# Camping In Canton



## ZoccNY (Jan 11, 2009)

So, we're headed to Canton this August for the Football Hall of Fame induction weekend. I'm looking for suggestions for CGs out that way. I've found a KOA nearby and a place called Clays Park Campground. I can't find any reviews on Clays Park, but it looks kinda neat. We'll have 2 adults, 6 kids: kids ages 37, 30, 4, 3, 2, and 5 mos (-> my wife says my brother and I act like kids when we're together... or was that "idiots"? Can never remember...)

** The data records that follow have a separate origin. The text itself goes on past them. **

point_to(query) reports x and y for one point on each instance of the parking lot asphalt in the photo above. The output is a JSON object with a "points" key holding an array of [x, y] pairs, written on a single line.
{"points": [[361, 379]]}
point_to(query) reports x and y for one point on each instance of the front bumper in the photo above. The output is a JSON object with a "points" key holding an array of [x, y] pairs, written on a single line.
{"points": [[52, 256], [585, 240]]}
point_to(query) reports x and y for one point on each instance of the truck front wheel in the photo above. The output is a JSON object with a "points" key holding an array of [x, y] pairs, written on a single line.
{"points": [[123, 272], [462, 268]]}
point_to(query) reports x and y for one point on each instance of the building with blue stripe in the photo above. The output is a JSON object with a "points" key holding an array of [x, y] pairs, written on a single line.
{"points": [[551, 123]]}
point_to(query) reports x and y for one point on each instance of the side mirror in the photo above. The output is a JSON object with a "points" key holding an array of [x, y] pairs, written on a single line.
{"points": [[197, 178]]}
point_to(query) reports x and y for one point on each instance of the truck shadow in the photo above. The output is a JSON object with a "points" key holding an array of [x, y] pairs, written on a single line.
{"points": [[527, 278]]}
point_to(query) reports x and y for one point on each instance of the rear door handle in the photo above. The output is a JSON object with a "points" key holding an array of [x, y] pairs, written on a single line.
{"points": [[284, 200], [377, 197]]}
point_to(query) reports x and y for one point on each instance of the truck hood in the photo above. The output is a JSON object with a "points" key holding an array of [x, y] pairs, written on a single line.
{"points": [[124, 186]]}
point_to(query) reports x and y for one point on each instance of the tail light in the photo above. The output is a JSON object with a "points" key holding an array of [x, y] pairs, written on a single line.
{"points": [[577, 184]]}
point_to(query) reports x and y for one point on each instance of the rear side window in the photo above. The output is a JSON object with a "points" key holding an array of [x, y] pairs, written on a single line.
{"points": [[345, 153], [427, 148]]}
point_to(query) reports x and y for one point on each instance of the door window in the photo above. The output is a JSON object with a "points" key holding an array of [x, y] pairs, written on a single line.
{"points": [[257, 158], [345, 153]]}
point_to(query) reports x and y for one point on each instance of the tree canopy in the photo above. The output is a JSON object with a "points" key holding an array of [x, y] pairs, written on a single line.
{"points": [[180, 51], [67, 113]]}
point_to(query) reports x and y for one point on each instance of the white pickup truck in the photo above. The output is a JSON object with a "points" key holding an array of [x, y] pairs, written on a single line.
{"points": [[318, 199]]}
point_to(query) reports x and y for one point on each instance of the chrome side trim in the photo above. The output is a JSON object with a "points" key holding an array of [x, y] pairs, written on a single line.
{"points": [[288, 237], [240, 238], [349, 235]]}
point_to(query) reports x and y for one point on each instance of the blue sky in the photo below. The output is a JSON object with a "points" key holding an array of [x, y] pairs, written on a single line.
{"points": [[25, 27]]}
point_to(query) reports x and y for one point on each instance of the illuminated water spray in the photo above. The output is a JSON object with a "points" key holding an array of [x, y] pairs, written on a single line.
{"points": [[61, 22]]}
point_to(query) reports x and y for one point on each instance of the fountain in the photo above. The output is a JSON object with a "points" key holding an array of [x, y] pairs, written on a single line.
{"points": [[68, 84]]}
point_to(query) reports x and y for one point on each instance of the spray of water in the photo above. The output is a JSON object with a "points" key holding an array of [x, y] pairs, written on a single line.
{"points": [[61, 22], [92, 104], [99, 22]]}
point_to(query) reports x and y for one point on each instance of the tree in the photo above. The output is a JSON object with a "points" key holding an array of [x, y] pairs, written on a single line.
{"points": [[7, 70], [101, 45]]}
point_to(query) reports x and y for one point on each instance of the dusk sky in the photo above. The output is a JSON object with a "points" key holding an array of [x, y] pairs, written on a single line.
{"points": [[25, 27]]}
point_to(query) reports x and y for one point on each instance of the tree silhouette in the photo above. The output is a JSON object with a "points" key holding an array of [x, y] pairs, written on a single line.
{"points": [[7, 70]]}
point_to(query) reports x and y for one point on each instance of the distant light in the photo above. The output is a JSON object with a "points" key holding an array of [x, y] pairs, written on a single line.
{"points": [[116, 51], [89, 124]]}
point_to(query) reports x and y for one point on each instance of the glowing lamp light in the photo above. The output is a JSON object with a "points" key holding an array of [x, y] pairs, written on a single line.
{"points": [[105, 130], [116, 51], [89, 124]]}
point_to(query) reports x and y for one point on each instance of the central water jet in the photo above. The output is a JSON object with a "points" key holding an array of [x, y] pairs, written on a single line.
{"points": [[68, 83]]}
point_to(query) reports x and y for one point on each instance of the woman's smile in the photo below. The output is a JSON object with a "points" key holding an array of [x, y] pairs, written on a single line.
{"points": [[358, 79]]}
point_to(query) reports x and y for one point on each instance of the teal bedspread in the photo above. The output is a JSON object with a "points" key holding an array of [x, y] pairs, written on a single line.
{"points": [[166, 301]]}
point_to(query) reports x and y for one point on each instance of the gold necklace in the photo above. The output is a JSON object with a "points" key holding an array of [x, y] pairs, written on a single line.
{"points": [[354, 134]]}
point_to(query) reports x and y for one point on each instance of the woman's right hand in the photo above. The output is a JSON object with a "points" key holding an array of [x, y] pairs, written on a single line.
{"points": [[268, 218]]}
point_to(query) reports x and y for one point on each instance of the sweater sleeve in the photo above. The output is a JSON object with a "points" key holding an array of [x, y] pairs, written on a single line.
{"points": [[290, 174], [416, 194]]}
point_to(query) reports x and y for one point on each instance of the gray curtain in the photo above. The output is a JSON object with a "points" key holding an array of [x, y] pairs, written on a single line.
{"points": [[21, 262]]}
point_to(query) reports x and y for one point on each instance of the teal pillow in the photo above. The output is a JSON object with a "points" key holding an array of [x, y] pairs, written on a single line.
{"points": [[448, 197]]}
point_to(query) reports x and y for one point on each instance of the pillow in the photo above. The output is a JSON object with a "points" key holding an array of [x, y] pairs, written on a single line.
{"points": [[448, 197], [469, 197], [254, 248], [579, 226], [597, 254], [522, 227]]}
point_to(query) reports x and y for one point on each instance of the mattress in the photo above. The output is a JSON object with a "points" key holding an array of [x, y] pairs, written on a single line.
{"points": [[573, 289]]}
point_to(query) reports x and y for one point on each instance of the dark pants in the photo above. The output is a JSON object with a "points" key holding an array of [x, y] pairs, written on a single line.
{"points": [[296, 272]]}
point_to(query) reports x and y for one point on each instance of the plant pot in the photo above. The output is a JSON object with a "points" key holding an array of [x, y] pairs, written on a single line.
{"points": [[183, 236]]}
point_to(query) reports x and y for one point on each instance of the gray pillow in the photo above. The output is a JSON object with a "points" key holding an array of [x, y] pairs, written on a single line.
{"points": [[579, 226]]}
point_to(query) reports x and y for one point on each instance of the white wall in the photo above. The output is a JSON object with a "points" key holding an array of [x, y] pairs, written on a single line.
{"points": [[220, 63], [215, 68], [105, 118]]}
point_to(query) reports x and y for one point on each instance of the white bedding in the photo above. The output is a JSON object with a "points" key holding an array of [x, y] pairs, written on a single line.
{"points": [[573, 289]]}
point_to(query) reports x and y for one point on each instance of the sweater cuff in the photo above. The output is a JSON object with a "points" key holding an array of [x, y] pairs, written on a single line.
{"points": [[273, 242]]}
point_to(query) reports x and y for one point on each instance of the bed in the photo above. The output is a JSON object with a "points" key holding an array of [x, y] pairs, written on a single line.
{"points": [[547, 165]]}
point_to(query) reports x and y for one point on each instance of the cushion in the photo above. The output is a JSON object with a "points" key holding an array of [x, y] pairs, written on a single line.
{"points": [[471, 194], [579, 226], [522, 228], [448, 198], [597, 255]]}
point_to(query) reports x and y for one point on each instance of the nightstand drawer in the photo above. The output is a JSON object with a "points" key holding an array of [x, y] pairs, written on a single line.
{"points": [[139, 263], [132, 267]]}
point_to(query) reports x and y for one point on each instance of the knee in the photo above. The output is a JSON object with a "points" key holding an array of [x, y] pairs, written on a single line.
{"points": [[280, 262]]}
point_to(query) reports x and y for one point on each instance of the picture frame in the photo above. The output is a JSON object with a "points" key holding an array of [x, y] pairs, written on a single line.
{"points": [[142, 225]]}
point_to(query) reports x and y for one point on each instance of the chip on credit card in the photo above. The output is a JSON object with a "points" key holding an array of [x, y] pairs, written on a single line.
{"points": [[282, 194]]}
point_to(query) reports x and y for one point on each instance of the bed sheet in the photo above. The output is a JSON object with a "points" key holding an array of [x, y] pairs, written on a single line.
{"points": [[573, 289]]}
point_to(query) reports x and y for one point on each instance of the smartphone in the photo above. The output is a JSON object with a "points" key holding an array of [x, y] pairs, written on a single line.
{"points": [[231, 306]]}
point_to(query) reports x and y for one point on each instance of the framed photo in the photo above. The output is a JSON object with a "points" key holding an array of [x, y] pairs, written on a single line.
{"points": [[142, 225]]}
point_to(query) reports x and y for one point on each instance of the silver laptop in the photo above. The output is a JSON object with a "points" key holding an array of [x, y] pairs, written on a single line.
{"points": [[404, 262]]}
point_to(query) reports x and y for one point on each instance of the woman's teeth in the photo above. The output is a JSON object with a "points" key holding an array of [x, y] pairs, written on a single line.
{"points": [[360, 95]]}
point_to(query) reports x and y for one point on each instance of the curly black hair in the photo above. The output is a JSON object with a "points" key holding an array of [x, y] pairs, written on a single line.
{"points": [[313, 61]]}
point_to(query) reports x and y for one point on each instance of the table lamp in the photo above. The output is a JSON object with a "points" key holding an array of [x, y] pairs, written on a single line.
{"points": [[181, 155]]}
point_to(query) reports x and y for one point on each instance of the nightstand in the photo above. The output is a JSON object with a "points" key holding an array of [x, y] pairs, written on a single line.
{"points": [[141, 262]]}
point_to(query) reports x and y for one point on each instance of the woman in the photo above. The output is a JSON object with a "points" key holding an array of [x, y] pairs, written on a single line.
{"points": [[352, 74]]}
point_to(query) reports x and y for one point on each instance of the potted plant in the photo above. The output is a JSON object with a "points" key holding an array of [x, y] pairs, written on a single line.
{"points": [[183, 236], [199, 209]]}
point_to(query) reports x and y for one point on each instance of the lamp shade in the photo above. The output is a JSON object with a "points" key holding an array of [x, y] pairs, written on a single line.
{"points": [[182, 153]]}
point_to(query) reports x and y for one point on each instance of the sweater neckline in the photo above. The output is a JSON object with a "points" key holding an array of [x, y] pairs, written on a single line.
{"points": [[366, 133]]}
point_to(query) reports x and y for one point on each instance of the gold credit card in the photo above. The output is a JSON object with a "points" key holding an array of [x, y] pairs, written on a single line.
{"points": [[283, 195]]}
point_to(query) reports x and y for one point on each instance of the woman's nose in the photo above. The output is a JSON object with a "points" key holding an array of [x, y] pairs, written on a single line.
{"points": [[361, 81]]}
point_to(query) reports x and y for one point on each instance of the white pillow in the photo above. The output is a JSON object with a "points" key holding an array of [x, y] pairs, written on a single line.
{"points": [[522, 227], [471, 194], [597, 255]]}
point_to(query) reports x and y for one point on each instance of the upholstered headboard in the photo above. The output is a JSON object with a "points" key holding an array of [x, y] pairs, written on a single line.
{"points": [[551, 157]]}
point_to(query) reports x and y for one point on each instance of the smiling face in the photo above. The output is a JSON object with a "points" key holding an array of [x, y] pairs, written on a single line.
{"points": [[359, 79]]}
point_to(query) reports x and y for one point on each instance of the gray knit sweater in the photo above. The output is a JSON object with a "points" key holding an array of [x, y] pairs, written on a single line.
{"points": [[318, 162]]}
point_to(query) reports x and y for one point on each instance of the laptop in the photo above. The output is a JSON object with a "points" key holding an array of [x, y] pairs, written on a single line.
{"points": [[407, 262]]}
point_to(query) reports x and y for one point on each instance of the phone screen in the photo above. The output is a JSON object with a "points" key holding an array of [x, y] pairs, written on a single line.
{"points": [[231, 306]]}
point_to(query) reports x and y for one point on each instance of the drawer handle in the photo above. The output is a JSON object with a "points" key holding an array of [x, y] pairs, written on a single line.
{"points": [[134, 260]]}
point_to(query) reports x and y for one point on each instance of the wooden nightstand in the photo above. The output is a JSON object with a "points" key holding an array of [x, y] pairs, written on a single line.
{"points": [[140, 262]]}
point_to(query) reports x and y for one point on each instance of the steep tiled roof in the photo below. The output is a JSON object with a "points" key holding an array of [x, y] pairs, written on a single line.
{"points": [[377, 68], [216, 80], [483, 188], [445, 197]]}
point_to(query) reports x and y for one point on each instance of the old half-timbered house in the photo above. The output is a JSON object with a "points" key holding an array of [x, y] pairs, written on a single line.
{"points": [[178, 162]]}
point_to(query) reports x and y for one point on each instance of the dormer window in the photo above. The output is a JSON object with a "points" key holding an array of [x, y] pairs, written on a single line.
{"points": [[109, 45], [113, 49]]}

Anyone have any suggestions?? 
TIA

PJ


----------



## ember (Jan 17, 2008)

Whew!! I think my heart is beating again!! I read you were camping in Canton and THOUGHT you meant NOW, and my heart STOPPED!! Canton is currently at 0 Farenheit!! I'm guessing it'll be a bit warmer in August!! Sorry I'm no help with the cg!!


----------



## ZoccNY (Jan 11, 2009)

LOL! Oh not even close to camping time yet! Today it hit 6 degrees in Syracuse... sad thing about it is, if the temperature QUINTUPLES tomorrow, it's still BELOW FREEZING!!


----------



## rsm7 (Aug 8, 2009)

Is there events going on everyday at the HOF all weekend? If you want to be close by then Clays Park is a very good option. Alot of different things to do. If you dont mind driving about an hour you could stay near Loudonville. Its a great vacation area that offers Mohican State Park. Canoeing is very big in the area and there are several liveries. The river is very shallow and is great for families. The state park has very limited full hookups though. Check out Mohican Wilderness Campground too.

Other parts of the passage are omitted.